O Supremo Tribunal Federal (STF) decidiu garantir que mulheres vítimas de violência doméstica podem receber benefícios do Instituto Nacional do Seguro Social (INSS) quando precisarem se afastar do trabalho em razão das agressões sofridas. A decisão foi publicada na última terça-feira (16), validando regras previstas na Lei Maria da Penha.
A legislação determina que a Justiça deve assegurar às mulheres em situação de violência doméstica a manutenção do vínculo empregatício por seis meses enquanto se recuperam dos danos físicos ou psicológicos decorrentes das agressões.

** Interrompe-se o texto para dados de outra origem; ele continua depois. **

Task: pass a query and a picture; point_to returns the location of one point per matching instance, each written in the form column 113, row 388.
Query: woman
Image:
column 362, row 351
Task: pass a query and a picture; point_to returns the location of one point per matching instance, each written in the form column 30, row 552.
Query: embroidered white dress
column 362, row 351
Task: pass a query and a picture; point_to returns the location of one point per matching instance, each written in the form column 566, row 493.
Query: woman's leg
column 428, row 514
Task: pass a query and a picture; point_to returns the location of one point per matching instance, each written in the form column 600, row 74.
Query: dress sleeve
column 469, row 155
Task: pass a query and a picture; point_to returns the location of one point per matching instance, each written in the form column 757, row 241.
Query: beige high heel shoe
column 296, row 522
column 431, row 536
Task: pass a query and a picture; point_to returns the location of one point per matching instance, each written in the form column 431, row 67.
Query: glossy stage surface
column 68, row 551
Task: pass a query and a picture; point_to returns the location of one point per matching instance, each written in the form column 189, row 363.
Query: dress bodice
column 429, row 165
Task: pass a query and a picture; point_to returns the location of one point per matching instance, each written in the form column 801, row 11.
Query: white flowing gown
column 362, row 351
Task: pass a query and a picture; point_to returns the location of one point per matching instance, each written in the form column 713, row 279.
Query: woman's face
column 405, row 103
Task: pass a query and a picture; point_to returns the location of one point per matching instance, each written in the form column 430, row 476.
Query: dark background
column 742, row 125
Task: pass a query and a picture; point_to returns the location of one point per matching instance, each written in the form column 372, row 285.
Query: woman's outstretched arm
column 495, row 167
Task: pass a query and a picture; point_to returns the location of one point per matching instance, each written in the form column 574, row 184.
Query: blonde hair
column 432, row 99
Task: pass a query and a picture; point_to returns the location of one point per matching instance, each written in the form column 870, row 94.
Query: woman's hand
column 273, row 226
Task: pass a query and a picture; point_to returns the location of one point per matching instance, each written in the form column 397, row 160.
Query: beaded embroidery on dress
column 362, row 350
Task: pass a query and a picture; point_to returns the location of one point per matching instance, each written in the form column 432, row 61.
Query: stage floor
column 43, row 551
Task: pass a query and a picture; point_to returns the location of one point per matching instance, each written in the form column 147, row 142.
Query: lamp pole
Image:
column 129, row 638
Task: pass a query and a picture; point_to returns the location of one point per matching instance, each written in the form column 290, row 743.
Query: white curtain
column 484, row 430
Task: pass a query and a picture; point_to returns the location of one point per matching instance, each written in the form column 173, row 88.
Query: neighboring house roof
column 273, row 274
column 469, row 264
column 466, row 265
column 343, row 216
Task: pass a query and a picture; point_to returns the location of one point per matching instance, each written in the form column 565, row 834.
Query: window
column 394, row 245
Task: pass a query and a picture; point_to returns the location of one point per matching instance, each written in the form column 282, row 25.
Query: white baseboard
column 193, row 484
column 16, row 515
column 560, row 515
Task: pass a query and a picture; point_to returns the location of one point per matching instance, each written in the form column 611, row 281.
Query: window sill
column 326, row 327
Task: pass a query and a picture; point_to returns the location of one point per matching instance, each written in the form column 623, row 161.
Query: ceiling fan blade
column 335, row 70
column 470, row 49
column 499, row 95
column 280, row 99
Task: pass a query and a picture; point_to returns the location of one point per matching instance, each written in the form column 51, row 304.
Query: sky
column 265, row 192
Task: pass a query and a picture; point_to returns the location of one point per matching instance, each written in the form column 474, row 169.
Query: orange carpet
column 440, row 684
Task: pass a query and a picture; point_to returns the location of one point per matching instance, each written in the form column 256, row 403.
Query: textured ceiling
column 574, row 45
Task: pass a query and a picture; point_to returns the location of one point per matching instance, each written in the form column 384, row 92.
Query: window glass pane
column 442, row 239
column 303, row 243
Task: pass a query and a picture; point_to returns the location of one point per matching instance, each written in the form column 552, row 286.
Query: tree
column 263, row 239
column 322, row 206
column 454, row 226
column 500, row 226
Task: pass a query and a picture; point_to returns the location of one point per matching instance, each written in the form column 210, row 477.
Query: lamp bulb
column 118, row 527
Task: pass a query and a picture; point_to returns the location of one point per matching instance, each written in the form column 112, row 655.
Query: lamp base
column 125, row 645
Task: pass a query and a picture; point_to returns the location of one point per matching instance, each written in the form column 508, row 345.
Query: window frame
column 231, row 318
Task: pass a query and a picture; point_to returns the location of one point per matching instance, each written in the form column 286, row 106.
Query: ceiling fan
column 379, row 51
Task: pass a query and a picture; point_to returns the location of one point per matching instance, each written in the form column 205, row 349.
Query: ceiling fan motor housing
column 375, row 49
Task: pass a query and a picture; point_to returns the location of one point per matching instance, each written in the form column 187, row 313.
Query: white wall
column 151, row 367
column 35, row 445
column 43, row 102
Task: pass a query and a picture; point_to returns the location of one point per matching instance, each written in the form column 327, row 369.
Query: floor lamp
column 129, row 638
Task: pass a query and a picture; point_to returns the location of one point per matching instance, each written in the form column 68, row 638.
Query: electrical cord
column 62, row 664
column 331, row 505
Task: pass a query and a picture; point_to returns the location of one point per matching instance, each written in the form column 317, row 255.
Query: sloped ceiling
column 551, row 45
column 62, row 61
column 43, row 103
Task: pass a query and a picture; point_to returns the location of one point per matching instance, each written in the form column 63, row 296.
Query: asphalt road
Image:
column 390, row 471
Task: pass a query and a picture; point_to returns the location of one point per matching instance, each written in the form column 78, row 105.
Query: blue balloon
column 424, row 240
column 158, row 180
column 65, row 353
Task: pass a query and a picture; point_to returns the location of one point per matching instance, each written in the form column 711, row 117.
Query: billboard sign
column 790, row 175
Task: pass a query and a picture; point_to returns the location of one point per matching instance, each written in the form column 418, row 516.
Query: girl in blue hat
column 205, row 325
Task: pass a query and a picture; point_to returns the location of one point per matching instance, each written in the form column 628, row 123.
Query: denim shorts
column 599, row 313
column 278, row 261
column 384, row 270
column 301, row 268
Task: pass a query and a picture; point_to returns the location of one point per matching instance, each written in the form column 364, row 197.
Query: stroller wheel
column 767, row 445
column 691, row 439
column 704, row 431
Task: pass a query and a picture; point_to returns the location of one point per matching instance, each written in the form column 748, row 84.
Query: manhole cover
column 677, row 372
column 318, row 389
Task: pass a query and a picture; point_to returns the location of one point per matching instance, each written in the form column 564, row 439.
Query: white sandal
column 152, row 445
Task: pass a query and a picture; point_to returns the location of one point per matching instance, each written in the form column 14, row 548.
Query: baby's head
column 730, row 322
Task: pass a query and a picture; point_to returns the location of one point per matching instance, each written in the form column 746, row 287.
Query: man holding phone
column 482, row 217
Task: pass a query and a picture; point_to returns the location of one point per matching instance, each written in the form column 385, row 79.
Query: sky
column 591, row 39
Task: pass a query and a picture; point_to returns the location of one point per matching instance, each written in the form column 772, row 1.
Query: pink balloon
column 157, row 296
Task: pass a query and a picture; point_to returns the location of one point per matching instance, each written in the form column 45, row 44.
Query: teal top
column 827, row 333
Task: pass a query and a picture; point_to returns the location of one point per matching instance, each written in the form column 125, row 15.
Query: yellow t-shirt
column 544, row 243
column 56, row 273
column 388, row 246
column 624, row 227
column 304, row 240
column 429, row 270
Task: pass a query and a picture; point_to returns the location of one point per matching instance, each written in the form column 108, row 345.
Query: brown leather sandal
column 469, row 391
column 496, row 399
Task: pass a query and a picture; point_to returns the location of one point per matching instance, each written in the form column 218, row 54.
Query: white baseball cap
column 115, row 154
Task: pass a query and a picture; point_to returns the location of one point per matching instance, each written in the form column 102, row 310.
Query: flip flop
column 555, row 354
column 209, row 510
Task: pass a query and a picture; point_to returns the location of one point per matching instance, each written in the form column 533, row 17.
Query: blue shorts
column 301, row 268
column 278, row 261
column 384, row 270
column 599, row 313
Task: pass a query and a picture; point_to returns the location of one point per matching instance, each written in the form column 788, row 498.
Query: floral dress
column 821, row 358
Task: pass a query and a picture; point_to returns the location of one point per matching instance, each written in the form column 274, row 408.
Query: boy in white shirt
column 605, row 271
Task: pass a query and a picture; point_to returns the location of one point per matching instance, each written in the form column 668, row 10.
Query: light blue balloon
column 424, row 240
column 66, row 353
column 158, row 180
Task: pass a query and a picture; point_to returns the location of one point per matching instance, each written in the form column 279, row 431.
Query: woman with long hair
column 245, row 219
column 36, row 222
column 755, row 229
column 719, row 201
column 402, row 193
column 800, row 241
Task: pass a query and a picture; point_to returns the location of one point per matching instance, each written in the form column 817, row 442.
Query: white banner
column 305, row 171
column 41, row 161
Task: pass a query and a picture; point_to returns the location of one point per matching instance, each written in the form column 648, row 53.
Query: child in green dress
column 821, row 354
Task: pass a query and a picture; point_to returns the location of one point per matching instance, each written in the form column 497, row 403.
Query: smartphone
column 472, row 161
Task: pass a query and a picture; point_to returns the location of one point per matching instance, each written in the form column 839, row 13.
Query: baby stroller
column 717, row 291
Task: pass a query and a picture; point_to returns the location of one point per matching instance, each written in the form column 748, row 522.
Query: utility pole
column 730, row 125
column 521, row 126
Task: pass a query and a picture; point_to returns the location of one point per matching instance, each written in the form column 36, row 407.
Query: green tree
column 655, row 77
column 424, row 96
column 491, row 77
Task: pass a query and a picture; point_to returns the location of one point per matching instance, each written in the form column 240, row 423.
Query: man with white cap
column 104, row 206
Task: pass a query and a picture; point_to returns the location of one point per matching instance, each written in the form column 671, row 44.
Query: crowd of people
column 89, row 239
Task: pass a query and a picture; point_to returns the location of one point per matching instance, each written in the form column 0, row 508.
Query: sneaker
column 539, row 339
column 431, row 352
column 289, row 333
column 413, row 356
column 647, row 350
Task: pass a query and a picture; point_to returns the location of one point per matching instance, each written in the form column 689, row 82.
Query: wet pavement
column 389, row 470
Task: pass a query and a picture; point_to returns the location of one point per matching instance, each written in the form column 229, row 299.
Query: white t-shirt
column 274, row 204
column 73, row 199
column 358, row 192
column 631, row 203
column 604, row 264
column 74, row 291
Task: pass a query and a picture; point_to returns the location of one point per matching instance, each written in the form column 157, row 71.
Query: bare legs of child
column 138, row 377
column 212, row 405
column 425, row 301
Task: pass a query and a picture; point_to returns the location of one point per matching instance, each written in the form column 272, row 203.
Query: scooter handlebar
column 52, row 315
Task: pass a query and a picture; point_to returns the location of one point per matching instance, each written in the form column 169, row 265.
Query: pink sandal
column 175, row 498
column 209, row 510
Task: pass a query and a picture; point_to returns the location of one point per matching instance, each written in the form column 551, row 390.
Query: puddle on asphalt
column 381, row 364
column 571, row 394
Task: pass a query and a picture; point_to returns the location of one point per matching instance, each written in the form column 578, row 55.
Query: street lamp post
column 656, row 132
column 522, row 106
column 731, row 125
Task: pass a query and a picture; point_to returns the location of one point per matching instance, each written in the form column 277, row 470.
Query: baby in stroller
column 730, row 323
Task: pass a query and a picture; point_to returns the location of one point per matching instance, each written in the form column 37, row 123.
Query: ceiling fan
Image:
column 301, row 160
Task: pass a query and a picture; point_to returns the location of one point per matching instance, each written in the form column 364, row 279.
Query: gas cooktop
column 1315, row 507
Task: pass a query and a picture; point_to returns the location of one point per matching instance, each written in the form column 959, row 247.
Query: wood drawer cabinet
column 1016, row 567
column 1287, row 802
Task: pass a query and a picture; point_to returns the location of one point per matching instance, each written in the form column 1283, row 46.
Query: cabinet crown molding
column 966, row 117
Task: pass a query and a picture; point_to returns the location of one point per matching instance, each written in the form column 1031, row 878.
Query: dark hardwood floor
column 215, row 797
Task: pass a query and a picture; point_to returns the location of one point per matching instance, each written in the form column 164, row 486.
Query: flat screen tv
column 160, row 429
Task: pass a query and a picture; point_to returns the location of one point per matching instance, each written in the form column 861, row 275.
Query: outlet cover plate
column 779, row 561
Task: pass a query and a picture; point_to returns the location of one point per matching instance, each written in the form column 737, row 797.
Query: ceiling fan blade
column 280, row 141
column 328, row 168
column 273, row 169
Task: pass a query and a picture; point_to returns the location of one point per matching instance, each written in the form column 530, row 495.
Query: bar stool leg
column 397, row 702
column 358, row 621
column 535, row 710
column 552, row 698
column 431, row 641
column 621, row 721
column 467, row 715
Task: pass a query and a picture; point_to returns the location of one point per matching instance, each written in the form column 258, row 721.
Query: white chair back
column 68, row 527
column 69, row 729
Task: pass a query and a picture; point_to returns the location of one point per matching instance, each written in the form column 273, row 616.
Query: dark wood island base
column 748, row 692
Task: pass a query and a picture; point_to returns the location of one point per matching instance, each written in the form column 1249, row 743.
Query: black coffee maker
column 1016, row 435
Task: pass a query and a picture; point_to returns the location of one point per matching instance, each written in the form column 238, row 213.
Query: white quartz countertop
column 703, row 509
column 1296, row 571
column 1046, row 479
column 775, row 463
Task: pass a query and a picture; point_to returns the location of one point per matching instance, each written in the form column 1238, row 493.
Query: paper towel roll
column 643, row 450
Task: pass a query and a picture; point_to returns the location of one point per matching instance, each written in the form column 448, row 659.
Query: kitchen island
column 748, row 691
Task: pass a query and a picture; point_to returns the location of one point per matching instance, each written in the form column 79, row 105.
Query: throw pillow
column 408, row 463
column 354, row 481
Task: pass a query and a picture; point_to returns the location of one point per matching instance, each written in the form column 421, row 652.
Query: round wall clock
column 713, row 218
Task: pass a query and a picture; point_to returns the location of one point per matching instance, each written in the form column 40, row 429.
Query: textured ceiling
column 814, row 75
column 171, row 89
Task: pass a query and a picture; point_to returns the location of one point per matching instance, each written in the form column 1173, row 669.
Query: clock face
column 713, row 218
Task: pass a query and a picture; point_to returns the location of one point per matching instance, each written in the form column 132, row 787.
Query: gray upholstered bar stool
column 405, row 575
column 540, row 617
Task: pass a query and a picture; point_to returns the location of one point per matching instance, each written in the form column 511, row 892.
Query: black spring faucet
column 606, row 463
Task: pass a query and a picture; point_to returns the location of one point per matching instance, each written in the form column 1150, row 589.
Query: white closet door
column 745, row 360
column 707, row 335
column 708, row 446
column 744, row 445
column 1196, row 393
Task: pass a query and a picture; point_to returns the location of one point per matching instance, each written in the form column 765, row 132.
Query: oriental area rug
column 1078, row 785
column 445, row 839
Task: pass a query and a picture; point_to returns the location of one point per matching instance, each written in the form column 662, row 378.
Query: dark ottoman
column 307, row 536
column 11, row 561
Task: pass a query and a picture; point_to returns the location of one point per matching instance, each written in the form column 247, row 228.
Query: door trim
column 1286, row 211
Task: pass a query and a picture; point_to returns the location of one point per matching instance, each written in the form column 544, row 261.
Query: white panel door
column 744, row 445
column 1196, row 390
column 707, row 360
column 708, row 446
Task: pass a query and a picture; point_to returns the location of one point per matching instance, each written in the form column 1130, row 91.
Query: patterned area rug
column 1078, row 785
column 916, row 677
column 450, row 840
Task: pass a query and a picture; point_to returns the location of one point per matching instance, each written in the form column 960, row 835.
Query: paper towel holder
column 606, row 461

Por unanimidade, os ministros do STF reconheceram que as vítimas têm direito a receber um benefício previdenciário ou assistencial, dependendo do vínculo estabelecido com a seguridade social.
Seguradas do INSS
No caso de mulheres seguradas do Regime Geral de Previdência Social, como empregadas, contribuintes individuais, facultativas ou seguradas especiais, o STF estabeleceu que os primeiros 15 dias de afastamento devem ser pagos pelo empregador. Após esse período, o pagamento do benefício será de responsabilidade do INSS.
Para mulheres que não possuem vínculo empregatício, mas contribuem como seguradas para o INSS, o órgão deverá arcar integralmente com o pagamento do benefício durante o período de afastamento.
Não seguradas
Em relação às mulheres que não são seguradas do INSS, o STF determinou que deverão receber o Benefício de Prestação Continuada (BPC), desde que comprovada judicialmente a falta de outros meios para manutenção de renda.
Segundo a decisão, a solicitação do benefício deverá ser feita ao juiz criminal responsável pela análise das medidas protetivas previstas na Lei Maria da Penha.
Além disso, o Supremo definiu que cabe à Justiça Federal julgar ações regressivas para cobrar dos agressores os valores gastos pelo INSS com o pagamento dos benefícios destinados às vítimas.